HOME  ⁄  Ekonomi

Menteri PKP Minta Pengembang Proaktif Percepat Program Perumahan Nasional untuk Masyarakat

Oleh Ahmad Yusuf
SHARE   :

Menteri PKP Minta Pengembang Proaktif Percepat Program Perumahan Nasional untuk Masyarakat
Foto: (Sumber : Menteri Perumahan dan Kawasan Permukiman (PKP) Maruarar Sirait mendorong pengembang proaktif mengakselerasi perumahan nasional bagi masyarakat. (ANTARA/HO-Kementerian Perumahan dan Kawasan Permukiman.)

Pantau - Menteri Perumahan dan Kawasan Permukiman (PKP) Maruarar Sirait mendorong para pengembang perumahan agar lebih proaktif dalam mengakselerasi pembangunan perumahan nasional guna memenuhi kebutuhan hunian masyarakat, Jakarta, Selasa, 21 April 2026.

Dorong Pengembang Aktif dan Responsif

Maruarar menegaskan pentingnya pelaku usaha memahami regulasi serta aktif menyampaikan kendala yang dihadapi di lapangan.

"Sangat penting sebagai pengusaha untuk memahami aturan dan menyampaikan kendala yang ada di lapangan, termasuk terkait perizinan dan hal lainnya. Tinggal kita mau pasif atau aktif," ujarnya.

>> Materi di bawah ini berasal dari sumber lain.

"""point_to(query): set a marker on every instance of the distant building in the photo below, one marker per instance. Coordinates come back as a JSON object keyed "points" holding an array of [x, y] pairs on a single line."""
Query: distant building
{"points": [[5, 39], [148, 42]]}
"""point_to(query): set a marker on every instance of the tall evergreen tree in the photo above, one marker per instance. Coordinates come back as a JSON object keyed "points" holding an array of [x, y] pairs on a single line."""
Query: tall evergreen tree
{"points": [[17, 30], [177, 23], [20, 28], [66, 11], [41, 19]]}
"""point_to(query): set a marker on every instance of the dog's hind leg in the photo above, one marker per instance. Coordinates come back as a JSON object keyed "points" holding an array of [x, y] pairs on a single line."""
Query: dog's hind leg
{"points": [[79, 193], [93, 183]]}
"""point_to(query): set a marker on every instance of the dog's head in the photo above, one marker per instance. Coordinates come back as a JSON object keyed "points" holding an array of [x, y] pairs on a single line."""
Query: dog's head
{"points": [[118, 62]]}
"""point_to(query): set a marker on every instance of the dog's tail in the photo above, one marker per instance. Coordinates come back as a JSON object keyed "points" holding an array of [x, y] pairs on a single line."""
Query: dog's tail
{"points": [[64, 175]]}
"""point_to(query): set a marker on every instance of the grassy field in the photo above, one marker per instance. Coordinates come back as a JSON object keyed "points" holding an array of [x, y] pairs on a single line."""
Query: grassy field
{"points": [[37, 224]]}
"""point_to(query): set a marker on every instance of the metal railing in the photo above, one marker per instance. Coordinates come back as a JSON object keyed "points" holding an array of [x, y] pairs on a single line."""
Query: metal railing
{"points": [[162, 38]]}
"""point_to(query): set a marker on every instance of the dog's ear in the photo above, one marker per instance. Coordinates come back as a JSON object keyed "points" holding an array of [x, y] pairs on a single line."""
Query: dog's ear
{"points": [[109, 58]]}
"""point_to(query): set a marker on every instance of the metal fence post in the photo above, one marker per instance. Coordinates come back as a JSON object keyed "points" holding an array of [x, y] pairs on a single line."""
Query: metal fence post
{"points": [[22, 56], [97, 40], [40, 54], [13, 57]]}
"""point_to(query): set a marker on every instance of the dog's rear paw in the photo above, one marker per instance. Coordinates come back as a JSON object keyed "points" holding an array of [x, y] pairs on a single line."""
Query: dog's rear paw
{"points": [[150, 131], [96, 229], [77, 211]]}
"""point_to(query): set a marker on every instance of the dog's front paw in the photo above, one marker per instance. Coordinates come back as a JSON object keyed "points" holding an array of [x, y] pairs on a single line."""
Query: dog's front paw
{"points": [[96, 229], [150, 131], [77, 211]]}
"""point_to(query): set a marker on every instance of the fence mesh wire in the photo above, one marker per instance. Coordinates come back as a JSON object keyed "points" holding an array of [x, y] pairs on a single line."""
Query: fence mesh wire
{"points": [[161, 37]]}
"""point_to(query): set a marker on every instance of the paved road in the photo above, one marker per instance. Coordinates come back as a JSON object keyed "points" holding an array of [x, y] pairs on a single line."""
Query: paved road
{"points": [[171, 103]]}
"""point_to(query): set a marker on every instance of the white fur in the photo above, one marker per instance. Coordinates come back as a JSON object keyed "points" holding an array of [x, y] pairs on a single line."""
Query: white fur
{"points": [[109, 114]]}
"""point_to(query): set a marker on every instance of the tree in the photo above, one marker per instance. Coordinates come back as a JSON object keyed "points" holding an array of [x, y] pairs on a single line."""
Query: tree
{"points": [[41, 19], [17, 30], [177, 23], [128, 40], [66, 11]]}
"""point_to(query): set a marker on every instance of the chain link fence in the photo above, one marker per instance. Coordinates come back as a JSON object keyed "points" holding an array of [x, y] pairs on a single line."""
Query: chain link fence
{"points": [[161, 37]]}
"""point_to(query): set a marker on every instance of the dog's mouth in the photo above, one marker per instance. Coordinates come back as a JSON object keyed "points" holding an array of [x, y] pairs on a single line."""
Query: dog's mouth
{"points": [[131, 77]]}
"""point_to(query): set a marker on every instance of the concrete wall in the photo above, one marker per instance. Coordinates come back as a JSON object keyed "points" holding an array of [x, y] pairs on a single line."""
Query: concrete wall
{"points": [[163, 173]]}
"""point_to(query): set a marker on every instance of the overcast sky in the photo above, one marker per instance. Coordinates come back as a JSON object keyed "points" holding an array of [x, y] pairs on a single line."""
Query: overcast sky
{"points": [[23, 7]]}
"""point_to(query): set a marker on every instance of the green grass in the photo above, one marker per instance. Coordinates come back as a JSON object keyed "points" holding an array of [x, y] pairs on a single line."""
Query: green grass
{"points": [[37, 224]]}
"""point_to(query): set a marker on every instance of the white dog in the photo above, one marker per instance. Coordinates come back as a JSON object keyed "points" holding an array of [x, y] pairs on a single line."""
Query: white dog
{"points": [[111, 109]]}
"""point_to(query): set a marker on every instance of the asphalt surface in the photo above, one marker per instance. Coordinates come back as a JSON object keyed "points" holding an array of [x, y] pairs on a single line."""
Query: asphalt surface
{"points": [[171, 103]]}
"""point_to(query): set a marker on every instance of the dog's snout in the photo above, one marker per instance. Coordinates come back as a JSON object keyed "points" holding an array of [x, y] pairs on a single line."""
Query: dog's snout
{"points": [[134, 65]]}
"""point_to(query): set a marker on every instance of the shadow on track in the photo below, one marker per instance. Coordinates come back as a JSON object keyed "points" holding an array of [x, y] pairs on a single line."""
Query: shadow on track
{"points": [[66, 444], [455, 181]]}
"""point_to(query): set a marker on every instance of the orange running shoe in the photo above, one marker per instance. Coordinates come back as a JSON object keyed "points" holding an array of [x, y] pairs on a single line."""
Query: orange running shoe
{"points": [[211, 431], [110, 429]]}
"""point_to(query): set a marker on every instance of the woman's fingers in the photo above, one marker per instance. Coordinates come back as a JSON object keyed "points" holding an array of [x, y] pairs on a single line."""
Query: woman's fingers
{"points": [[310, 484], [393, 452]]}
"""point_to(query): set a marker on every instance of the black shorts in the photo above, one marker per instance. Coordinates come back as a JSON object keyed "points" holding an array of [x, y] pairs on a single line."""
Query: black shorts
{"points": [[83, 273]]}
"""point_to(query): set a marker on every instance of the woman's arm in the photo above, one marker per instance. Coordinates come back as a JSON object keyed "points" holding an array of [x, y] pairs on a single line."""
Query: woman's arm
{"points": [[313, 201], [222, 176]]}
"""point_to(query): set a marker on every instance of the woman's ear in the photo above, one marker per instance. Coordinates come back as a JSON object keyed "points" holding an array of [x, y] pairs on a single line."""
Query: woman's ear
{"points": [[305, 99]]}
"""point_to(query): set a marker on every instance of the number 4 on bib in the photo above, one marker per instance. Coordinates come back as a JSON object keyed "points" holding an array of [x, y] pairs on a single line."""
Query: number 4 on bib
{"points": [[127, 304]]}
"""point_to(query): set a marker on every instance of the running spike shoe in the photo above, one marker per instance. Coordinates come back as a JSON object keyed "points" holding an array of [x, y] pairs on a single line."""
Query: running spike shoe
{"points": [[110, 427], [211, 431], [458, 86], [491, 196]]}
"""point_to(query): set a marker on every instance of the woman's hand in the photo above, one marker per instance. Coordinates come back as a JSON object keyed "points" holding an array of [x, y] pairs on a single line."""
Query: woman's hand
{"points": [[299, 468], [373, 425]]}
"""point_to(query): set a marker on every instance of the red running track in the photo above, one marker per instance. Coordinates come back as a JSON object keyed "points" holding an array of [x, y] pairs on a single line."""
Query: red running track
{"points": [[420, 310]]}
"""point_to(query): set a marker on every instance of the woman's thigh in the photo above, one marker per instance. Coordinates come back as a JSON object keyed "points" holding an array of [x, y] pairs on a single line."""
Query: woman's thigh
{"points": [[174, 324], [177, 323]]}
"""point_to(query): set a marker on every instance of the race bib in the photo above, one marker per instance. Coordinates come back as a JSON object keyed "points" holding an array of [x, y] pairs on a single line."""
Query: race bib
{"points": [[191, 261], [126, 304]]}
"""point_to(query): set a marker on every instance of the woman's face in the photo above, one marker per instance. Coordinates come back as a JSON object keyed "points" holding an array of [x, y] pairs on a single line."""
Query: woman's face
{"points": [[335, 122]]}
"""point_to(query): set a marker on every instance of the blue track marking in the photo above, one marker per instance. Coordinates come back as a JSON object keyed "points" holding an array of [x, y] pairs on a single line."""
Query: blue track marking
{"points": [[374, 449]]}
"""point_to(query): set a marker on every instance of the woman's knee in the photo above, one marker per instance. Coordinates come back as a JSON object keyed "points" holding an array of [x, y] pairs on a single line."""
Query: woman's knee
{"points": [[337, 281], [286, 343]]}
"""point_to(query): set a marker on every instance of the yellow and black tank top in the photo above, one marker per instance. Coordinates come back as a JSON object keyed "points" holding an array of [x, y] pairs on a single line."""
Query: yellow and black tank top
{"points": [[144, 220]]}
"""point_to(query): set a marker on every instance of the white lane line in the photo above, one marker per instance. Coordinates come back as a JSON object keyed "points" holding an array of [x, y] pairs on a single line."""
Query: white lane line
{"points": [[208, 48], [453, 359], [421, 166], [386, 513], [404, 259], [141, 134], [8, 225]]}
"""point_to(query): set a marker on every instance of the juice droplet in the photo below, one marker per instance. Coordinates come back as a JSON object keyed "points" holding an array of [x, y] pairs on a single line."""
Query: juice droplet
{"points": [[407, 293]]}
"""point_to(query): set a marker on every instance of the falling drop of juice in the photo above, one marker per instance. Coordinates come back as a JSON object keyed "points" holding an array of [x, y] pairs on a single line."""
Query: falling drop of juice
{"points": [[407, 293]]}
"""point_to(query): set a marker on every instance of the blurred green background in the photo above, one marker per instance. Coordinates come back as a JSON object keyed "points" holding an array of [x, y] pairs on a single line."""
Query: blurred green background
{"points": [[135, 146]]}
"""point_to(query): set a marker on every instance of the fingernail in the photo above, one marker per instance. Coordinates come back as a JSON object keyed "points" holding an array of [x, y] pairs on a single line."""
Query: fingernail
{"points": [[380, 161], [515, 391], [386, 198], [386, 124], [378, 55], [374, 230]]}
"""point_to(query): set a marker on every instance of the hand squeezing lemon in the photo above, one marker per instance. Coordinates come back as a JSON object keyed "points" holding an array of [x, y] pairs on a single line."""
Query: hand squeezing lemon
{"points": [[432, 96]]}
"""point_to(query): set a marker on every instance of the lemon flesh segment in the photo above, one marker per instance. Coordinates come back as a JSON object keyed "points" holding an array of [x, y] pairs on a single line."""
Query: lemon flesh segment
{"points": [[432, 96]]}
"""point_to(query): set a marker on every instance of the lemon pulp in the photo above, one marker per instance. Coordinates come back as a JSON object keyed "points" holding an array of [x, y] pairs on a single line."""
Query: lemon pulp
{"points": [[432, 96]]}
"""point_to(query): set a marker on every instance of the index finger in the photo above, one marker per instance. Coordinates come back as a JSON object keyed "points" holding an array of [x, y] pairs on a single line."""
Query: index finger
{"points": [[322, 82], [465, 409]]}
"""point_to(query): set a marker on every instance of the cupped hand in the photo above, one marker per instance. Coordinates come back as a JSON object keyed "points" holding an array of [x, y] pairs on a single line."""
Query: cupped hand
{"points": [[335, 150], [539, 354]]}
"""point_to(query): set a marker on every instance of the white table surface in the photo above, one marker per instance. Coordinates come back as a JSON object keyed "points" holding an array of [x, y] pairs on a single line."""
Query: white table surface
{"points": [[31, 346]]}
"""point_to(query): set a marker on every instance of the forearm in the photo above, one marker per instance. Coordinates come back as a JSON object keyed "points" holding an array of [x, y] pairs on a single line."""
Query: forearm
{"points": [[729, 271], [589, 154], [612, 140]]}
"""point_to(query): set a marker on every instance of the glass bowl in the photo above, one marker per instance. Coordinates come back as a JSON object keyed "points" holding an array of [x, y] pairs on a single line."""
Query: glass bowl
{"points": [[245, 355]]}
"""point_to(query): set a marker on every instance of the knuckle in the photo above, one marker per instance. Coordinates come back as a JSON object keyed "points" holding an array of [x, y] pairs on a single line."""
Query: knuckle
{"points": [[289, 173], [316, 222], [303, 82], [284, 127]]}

Ia menilai kolaborasi terbuka antara pemerintah dan pengembang menjadi kunci percepatan pembangunan perumahan nasional.

"Pengusaha berjuang untuk kepentingan usahanya, sementara saya berjuang demi kepentingan rakyat. Namun tidak apa-apa, kita harus terbuka dan memastikan koordinasi berjalan dengan baik," katanya.

Fokus Rumah Subsidi dan Segmentasi Masyarakat

Maruarar juga menekankan pentingnya pendekatan segmentasi dalam penyediaan rumah subsidi agar tepat sasaran.

"Kita dalam penyediaan rumah subsidi perlu melihat segmentasi. Teman-teman pengembang perumahan subsidi dari berbagai wilayah Indonesia juga memiliki segmentasi profesi masing-masing," ujarnya.

Ia menjelaskan kebijakan pemerintah kini semakin inklusif dengan menyasar masyarakat berpenghasilan rendah, baik yang memiliki penghasilan tetap maupun tidak tetap.

“Sesuai arahan Presiden Prabowo Subianto, program ini ditujukan untuk masyarakat berpenghasilan rendah (MBR), dan tidak hanya diberikan kepada yang memiliki penghasilan tetap, tetapi juga bagi masyarakat dengan pendapatan tidak tetap. Presiden telah membuat kebijakan yang memudahkan rakyat untuk memiliki rumah,” katanya.

Maruarar menambahkan pemerintah juga telah meningkatkan target pembangunan rumah subsidi secara signifikan menjadi 350.000 unit dalam waktu satu tahun.

Dukungan sektor perbankan dan lembaga standardisasi disebut menjadi faktor penting dalam memperkuat ekosistem perumahan melalui pembiayaan berkelanjutan dan penerapan standar kualitas hunian.